Nefes ''hastasın sen! Gözün dönmüş senin... seni sevmediğimi ve asla sevmeyeceğimi göremeyecek kadar kör olmuş gözlerin. Kendi yalanlarına kendin inanıyorsun.''

Tunç ''senin kafan karışmış bitanem(!) sen de zamanla bana alışacaksın ve beni seviceksin.''

Nefes ''se öyle san!''

♥♥♥

Bulanık gözlerle yavaş yavaş kendine gelmeye başlamıştı genç adam. Karşısında onun için çabalayan iki kadın görüyordu sadece, bir de bir köşede durmuş şaşkınlık ve merakla kebdisini izleyen bir çocuk görüyordu.

Görkem'in kendine geldiğini fark eden Sevdenur kaynanasına döndü.

Sevdenur ''ana, uyanıyor galiba...''

Genç adamın her tarafı hırpalanmıştı ve canı çok yanıyordu. Başı sargılıydı, kaşı yarılmıştı ve üzerinde yara bandı vardı. Dudağı patlamış, burnunda da dayanılmaz bir ağrı hissediyordu. Biran burnunun kırıldığını düşünse de abarttığının farkındaydı.

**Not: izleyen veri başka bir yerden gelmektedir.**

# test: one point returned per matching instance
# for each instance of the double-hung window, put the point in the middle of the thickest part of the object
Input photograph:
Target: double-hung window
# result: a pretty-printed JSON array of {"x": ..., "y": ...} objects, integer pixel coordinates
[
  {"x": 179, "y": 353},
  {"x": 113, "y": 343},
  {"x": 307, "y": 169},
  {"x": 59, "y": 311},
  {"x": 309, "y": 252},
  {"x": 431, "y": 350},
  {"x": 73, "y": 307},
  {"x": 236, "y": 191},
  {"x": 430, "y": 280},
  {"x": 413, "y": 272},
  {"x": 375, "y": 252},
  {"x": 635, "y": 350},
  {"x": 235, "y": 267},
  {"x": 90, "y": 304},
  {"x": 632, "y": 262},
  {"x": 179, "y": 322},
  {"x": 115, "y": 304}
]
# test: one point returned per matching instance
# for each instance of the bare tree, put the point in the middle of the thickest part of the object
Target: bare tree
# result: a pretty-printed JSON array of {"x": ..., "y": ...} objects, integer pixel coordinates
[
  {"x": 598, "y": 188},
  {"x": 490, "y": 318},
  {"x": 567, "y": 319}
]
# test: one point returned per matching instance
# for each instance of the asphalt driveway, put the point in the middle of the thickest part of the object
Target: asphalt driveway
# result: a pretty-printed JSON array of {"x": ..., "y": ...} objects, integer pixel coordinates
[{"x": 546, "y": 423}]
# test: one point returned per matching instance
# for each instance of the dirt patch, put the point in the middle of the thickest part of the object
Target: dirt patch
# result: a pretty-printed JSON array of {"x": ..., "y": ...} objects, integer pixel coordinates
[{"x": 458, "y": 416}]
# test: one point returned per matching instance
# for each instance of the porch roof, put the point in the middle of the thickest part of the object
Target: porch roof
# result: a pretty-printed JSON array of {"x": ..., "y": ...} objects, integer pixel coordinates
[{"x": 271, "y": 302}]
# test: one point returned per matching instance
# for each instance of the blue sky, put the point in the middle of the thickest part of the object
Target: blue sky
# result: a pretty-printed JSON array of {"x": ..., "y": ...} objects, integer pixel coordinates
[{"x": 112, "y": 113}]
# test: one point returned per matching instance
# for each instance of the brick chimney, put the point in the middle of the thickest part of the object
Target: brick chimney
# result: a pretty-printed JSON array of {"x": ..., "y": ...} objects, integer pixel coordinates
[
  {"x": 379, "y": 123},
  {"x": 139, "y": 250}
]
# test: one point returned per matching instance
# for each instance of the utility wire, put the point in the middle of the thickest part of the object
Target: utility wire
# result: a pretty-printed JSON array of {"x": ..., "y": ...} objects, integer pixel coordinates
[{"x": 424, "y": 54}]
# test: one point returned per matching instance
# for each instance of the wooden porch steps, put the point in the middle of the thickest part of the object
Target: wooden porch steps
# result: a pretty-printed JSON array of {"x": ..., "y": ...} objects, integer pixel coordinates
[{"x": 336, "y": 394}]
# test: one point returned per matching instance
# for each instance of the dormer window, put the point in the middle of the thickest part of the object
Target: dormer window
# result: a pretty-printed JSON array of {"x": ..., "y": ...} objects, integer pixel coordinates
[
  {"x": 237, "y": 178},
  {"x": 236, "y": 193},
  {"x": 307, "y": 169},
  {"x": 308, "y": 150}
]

Habibe ''geçmiş olsun Görkem oğlum. Yapanları tanıyor musun?''

Görkem ''neyi?''

Habibe ''seni bu hale getirenleri tabi...''

Görkem ''yok.. önemli bir durum değil. Burası neresi? Nerdeyim ben?''

Habibe ''burası bizim evimiz. Sen yolda bu haldeydin, korktuk sana bir şey oldu diye.. neyse ki iyileştin evladım.''

Görkem ''çok teşekkür ederim Habibe Teyze...''

Habibe ''kaşın yarılmıştı, gelinim de eski hemşire Allah'tan. Kaşını dikti, dikkat et olur mu?''

Görkem ''olur, çok saolun. Ben size daha da rahatsızlık vermeyeyim teyze, kalkayım.''

Habibe ''aaa olur mu öyle çocuğum, bu halde gidemezsin bir yere.. karın merak eder diye endişeleniyorsan benim torunu yollarım, haber salar Nefes kızıma... hep onu sayıkladın, ondan diyorum.''

Görkem ''yok, hiç gerek yok.. çünkü... çünkü karım ailesini ziyarete gitti. Şimdi onu da telaşlandırmanın bir anlamı yok. Bu arada (Sevdenur'a) saol bacım, hepinize teşekkür ederim yardımlarınız için...''

Habibe ''ne demek yavrum, sen bize az mı yardım ettin?''

Görkem ''onunla bu bir mi şimdi?''

Habibe ''valla darılırım, ben senin anan sayılırım.''

Görkem ''çok saolun... ben bir telefon görüşmesi yapabilir miyim?''

Habibe ''tabi evladım (torununa) Yusuf telefonu getir.''

Çocuk odadan çıktı ve bir süre sonra telefonla geri geldi.

Görkem ''teşekkür ederim.''

Habibe ''biz çıkalım, çocuk rahat rahat konuşsun...''

Görkem ''çok teşekkür ederim.''

Herkes çıktıktan sonra Görkem telefonla İlker'i aradı. Bu durumda ona ihtiyacı vardı.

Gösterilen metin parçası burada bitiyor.